TL;DR : la Renault Clio 6 occupe seulement la quatrième place des ventes françaises sur les sept premiers mois de 2026, avec 30 497 immatriculations. La citadine reste derrière la Peugeot 208, la Dacia Sandero et même le Peugeot 2008. L’ancienne Clio 5 soutient encore fortement les résultats du modèle, tandis que l’absence d’une version électrique et une offre mécanique initialement limitée freinent la relève.
La Clio 6 démarre au pied du podium
La succession ne se déroule pas aussi facilement que Renault pouvait l’espérer. Après une fin de carrière très solide de la Clio 5, sa remplaçante semblait bien placée pour conserver le leadership du marché français. Les chiffres arrêtés au 31 juillet 2026 racontent pourtant une autre histoire.
>D’après les données de la Plateforme automobile, la Clio 6 totalise 30 497 immatriculations depuis le début de l’année. Elle se classe quatrième, juste derrière le Peugeot 2008 et ses 30 732 unités. La Dacia Sandero conserve également une avance sensible avec 37 978 exemplaires, malgré un recul de 6,19 %.
>La principale menace vient surtout de la Peugeot 208. La citadine sochalienne a enregistré 44 414 immatriculations sur la même période. L’écart dépasse donc largement le simple effet d’un lancement progressif ou de délais de livraison.
L’ancienne Clio 5 masque en partie le recul
Renault peut encore revendiquer une Clio très présente dans les classements à condition d’additionner les deux générations. La Clio 5, pourtant réduite à une finition et une motorisation en toute fin de carrière, a encore séduit 20 375 acheteurs entre janvier et juillet.
>Cette coexistence brouille la lecture des performances. Elle permet au nom Clio de rester très haut, mais montre aussi que la sixième génération n’a pas encore récupéré toute la clientèle de sa devancière. La période de transition peut inciter certains automobilistes à choisir l’ancien modèle, souvent mieux connu et potentiellement plus avantageux financièrement.
>Toutes générations confondues, les ventes de Clio reculent de 17,28 %, alors que le marché français progresse de 2,65 %. La disparition prochaine de la Clio 5 permettra de mesurer plus clairement la capacité réelle du nouveau modèle à s’imposer seul.
L’absence d’électrique pèse sur les flottes
Le contexte du marché ne favorise pas la stratégie de la Clio. Sur les sept premiers mois de 2026, les immatriculations de voitures électriques ont bondi de 70,33 %. Renault réserve cette technologie aux Twingo, Renault 4 et Renault 5, tandis que la Clio mise principalement sur l’essence et l’hybride non rechargeable.
>Cette dernière motorisation reste très populaire, avec 43,5 % de part de marché, mais sa progression se limite à 3,43 %. Le décalage est particulièrement visible auprès des entreprises : les immatriculations de Clio sur ce canal chutent de plus de 33 %. Les règles fiscales et les obligations imposées aux flottes poussent désormais davantage les sociétés vers le tout-électrique.
>La situation est plus favorable chez les particuliers, où les ventes progressent de 18,36 %. Ce résultat confirme que la Clio conserve une image forte auprès du grand public, même si les chiffres disponibles ne permettent pas d’attribuer cette hausse précisément à la cinquième ou à la sixième génération.
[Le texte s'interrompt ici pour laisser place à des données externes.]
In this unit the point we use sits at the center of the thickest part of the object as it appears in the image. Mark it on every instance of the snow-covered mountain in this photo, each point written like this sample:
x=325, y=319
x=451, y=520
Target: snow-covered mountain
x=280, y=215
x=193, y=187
Une gamme encore moins large que celle de la Peugeot 208
La Clio 6 a aussi démarré avec un choix mécanique restreint. Au lancement, elle proposait essentiellement un trois-cylindres 1.2 turbo essence et une version hybride de 160 ch, nettement plus chère. La déclinaison GPL n’a rejoint le catalogue qu’en mai 2026.
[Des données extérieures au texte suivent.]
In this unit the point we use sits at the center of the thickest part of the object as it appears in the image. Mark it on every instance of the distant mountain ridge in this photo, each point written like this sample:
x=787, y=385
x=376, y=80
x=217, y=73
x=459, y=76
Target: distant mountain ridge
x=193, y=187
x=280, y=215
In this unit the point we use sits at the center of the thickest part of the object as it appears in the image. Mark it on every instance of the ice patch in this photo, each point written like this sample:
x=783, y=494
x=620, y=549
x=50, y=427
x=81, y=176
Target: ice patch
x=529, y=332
>En face, la Peugeot 208 couvre davantage de besoins avec une version électrique, un moteur 1.2 Turbo de 100 ch à boîte manuelle et deux propositions à hybridation légère. Des promotions régulières renforcent encore son attractivité, malgré une conception désormais moins récente.
Analyse éditoriale : la bataille reste ouverte
Le démarrage de la Clio 6 est décevant au regard de l’héritage du modèle, mais il serait prématuré d’y voir un échec. La fin de la Clio 5 clarifiera la gamme et reportera une partie de la demande vers la nouvelle génération. L’arrivée tardive du GPL peut aussi élargir sa clientèle.
>Son principal handicap paraît plus structurel : sans déclinaison électrique, la Clio abandonne une part croissante du marché, notamment les flottes, à ses rivales et aux autres modèles de Renault. Elle peut encore gagner la bataille auprès des particuliers, mais retrouver durablement la première place exigera probablement davantage qu’un simple effet de transition.